Santa Messa Rai 1, diretta video streaming/ Emmaus, l’incontro e l’inquietudine

- Niccolò Magnani

Santa Messa in diretta video streaming su Rai 1 e RaiPlay: Chiesa Basilica di Santa Croce in Gerusalemme a Roma. Il Vangelo di Emmaus e l’incontro

Basilica Santa Croce parrocchie
(LaPresse, 2020)

Come ogni domenica, in special modo durante la quarantena per il coronavirus, il pubblico di Rai 1 ha la possibilità di seguire in diretta tv e video streaming la Santa Messa del giorno in ben due modalità: con la celebrazione di Papa Francesco da Santa Marta alle ore 7 o con l’orario più “canonico” delle ore 10.55, sempre comunque in diretta e con la possibilità di compiere la comunione spirituale stante l’impossibilità di recarsi in chiesa ancora almeno per una settimana (poi dal 4 maggio la riapertura graduale del Paese vedrà anche il ritorno alle celebrazioni religiose).

L’appuntamento di oggi, seconda domenica dopo la Pasqua, vede la celebrazione eucaristica trasmessa stavolta da Roma, dalla Basilica di Santa Croce in Gerusalemme: con la regia tv di Simone Chiappetta e il commento di Simona De Santis, la diretta scatterà dalle ore 10.55 e sarà visibile su Rai 1 e RaiPlay in streaming video. Alle 10.30 il classico appuntamento con Lorena Bianchetti in “A Sua immagine” prepara il rito della Santa Messa con un dialogo in collegamento web tra don Marco Pozza, cappellano del carcere Due Palazzi di Padova, e mons. Massimo Mosconi, Cancelliere arcivescovile di Milano. Il tema dei carcerati e degli “ultimi” ricalca quanto abbiamo assistito nella Via Crucis del Venerdì Santo dove Papa Francesco per le meditazioni ha scelto proprio Don Marco Pozza e i pensieri di persone comuni legate a storie drammatiche e di conversioni avvenute in carcere.

SANTA MESSA RAI 1: IL VANGELO DI OGGI

Per la liturgia della Terza Domenica di Pasqua, il rito cattolico romano prevede il Vangelo secondo Luca sul celebre passo dei discepoli di Emmaus: due discepoli di Gesù nel giorno di Pasqua stavano camminando verso Emmaus, località vicina a Gerusalemme. Il Signore risorto si affianca a loro facendo un pezzo di strada insieme, ma i due che pure avevano seguito Gesù fino a poche settimane prima, non lo riconoscano: i due discepoli lo invitano a cenare con loro e solo a quel punto lo riconoscono quando Gesù, ripetendo i gesti dell’Ultima Cena, prese il pane, lo spezzò e lo diede loro. Come ha ripetuto stamattina Papa Francesco nella sua omelia per la Santa Messa da Casa Santa Marta, «Questo passo del Vangelo di Luca, ci racconta un incontro, il modo di capire bene come agisce il Signore, come è il modo nostro di agire. Noi siamo nati con un seme di inquietudine. Dio ha voluto così: inquietudine di trovare pienezza, inquietudine di trovare Dio, tante volte anche senza sapere che noi abbiamo questa inquietudine.

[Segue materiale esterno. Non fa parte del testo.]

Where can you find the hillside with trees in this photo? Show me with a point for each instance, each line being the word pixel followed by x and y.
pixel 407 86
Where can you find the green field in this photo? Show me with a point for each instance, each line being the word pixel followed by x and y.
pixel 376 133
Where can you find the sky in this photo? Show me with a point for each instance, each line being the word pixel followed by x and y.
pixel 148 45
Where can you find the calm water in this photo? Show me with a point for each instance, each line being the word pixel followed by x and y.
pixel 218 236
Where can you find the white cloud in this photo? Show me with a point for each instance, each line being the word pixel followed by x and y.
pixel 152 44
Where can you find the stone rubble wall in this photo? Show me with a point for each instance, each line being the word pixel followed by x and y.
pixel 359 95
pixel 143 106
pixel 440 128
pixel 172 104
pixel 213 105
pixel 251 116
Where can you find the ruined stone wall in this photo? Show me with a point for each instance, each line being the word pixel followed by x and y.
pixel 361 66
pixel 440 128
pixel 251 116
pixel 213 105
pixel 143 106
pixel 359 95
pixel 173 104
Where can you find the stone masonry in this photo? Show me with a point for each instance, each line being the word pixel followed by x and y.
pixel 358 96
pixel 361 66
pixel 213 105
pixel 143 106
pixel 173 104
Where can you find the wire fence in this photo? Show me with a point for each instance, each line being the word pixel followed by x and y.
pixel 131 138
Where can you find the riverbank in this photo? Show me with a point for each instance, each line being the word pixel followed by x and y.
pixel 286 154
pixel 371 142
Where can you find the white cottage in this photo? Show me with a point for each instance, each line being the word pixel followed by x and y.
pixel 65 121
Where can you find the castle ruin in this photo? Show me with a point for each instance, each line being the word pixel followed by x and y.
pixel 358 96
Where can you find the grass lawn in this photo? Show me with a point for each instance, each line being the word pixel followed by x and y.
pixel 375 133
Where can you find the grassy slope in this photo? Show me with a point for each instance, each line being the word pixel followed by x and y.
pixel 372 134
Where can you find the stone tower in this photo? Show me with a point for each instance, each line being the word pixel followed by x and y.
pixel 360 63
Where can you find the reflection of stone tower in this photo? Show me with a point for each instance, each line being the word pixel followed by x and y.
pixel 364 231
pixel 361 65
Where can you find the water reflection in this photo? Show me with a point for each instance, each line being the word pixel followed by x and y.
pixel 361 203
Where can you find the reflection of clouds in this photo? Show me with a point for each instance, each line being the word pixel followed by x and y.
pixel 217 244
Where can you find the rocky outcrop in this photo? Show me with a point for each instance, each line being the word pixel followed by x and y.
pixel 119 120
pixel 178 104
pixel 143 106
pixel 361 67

Il nostro cuore è inquieto, il nostro cuore ha sete: sete dell’incontro con Dio. Lo cerca, tante volte per strade sbagliate: si perde, poi torna, lo cerca … Dall’altra parte, Dio ha sete dell’incontro, a tal punto che ha inviato Gesù per incontrarci, per venire incontro a questa inquietudine». È proprio nell’incontro tra l’inquieto e il Cristo che comincia «la vita della grazia, la vita della pienezza, la vita del cammino cristiano», conclude il Papa. Chiude l’appuntamento domenicale su Rai 1 con “A Sua Immagine” l’ascolto e il commento del Regina Coeli di Papa Francesco, alle ore 12, trasmesso dalla sala della Biblioteca del Palazzo Apostolico in Vaticano.